Spectroscopic and x-ray scattering studies of the interaction of a volatile general anesthetic with ion channel proteins

Ion channels play crucial roles in nervous system activities. The significance of ion channel functions has been known for decades. However, the mechanisms behind the function or how an ion channel function is affected by drug molecules are not well understood. This study aims to develop new approaches which facilitate uncovering the nature of general anesthetic functions and the mechanism of the voltage-gated potassium channel (Kv) function.;Firstly, a synthetic ion channel protein was designed to investigate the nature of volatile general anesthetic function.

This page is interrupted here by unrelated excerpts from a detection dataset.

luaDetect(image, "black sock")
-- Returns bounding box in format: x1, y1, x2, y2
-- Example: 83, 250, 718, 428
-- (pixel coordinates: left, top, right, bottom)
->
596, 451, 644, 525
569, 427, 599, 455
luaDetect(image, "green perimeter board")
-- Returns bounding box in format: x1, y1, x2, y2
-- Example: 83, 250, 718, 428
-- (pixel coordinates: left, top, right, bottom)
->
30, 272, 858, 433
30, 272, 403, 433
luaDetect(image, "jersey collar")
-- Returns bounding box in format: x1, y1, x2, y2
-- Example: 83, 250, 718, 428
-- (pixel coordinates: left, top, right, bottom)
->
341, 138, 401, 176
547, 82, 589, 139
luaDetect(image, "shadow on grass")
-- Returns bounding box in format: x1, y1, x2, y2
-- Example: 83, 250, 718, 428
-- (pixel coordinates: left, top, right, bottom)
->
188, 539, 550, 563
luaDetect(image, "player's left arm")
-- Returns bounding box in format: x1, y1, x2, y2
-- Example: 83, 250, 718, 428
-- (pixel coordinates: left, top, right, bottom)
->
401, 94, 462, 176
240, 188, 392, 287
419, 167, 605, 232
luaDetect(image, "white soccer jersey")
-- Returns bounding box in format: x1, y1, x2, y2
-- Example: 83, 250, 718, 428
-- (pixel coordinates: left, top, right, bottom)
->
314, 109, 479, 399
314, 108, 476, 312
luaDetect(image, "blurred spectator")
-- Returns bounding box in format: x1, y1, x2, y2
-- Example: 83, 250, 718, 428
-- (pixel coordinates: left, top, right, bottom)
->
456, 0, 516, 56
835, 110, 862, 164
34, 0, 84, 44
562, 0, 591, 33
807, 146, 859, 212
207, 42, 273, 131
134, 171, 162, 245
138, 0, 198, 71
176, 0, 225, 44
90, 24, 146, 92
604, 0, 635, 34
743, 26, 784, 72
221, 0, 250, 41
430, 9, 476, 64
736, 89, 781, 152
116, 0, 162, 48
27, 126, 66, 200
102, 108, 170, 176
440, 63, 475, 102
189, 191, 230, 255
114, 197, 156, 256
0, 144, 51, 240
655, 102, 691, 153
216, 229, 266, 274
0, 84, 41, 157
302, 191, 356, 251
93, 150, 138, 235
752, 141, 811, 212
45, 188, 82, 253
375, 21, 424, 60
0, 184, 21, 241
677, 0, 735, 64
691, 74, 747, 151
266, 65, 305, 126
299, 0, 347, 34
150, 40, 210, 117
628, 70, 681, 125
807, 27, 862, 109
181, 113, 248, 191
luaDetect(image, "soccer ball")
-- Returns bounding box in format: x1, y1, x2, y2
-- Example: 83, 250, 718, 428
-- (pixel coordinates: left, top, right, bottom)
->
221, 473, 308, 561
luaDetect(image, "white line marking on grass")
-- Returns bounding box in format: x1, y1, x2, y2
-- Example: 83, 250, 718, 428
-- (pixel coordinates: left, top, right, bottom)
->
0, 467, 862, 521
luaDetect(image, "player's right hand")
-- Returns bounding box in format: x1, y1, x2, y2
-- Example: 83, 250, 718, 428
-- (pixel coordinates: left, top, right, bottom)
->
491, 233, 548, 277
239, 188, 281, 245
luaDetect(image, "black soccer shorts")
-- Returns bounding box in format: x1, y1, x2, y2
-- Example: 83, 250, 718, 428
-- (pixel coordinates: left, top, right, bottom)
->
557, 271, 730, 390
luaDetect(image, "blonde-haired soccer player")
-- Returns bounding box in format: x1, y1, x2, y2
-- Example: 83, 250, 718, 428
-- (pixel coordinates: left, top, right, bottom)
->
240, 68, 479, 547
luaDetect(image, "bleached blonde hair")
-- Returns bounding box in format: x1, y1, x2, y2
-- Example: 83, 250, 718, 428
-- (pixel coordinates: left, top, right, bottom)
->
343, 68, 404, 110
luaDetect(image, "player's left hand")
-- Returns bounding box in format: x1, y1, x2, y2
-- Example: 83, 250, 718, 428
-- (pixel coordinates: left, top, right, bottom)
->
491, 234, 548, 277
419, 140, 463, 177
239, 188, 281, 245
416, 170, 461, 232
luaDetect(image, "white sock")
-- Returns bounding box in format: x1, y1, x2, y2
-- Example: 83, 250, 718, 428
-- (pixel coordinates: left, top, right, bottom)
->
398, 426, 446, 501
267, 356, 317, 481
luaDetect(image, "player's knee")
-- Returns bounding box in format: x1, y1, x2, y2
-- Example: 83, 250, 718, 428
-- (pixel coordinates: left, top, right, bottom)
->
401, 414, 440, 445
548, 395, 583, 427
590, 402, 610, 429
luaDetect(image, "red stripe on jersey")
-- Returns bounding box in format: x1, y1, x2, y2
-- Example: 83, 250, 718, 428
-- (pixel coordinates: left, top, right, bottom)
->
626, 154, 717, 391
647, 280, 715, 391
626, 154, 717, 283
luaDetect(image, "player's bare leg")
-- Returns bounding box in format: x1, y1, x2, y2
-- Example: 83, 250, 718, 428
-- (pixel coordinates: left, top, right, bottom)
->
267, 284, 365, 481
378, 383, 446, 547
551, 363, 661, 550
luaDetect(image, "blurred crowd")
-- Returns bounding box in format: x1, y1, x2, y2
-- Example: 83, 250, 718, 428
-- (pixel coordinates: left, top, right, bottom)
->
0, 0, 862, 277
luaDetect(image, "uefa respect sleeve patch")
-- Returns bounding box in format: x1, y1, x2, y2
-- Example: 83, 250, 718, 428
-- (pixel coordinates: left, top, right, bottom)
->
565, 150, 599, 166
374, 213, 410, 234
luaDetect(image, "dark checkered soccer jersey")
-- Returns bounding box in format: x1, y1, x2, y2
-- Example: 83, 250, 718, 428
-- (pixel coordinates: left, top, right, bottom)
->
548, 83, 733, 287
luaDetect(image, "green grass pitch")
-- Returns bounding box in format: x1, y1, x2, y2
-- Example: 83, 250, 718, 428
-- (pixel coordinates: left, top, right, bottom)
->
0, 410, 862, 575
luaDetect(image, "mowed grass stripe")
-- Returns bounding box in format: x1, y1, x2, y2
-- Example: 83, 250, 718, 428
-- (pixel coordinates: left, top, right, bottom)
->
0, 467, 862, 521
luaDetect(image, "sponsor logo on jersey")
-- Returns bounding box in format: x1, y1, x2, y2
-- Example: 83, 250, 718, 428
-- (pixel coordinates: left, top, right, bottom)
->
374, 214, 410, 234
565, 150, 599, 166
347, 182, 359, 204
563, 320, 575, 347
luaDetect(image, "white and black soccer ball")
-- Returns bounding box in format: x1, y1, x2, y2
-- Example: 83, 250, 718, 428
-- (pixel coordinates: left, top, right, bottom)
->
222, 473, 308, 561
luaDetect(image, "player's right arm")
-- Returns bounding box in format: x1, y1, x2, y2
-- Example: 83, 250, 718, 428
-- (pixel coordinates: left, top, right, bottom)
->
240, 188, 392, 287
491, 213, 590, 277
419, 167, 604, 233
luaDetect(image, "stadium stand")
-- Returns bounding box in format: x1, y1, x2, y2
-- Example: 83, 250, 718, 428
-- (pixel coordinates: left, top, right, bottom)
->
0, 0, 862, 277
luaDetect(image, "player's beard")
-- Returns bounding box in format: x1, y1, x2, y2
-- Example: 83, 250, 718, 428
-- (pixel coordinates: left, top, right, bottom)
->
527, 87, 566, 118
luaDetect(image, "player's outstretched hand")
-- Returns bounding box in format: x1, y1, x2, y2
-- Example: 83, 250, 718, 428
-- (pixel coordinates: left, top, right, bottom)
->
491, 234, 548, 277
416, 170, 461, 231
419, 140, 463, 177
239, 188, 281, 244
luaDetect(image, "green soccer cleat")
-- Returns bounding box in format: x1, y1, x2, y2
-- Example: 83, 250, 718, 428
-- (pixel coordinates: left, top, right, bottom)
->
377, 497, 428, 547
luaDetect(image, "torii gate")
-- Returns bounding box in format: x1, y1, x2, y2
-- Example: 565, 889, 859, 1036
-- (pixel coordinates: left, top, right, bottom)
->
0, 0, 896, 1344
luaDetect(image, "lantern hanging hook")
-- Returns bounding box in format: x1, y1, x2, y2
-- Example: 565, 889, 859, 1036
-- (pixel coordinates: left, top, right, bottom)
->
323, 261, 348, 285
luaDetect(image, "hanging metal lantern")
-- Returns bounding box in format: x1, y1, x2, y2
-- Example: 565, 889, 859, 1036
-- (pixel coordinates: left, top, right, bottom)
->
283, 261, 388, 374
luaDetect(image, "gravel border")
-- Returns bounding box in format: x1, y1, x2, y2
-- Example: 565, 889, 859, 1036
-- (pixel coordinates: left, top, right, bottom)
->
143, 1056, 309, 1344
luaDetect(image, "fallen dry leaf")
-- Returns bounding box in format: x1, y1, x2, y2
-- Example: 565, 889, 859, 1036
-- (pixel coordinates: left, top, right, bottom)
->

A non-biological amino acid, cyano-phenylalanine, was employed to probe the interaction between the anesthetic molecule and the synthetic protein. The application of cyano-phenylalanine enables simultaneously applying fluorescence and infrared spectroscopy techniques to study this interaction. Molecular dynamics simulations performed via collaboration were required to interpret the infrared results and showed that the anesthetic interacted with protein backbone atoms exposed in the cavity, thereby modifying the local environment of the probe. Secondly, the distribution of general anesthetic halothane along the length of the synthetic protein bundle was investigated via X-ray reflectivity. Comparison of the halothane distribution along the target protein bundle, which has a designed binding site, with the distribution along a control protein bundle, in which the binding site is removed, reveals that halothane preferentially associates within the designed binding cavity. The results from the synthetic ion channel protein justify the direct mechanism, in which general anesthetic molecules affect the function of their natural targets, namely the ligand-gated ion channels, by directly binding to the cavities within the channels. Thirdly, the structure of the voltage-sensitive domain (VSD) of a Kv channel on a solid substrate was studied. Two fundamentally different approaches for vectorially immobilizing the VSD were developed. The formation of the protein monolayer and the vectorial-orientation of the protein molecules were investigated via interferornetric X-ray reflectivity. The electron density profile of the tethered protein monolayer is consistent with the profile computed from the crystal structure, irrespective of the preparation procedure. This work paves the way for employing time-resolved techniques to investigate the nature of the VSD as well as the intact Kv channel function.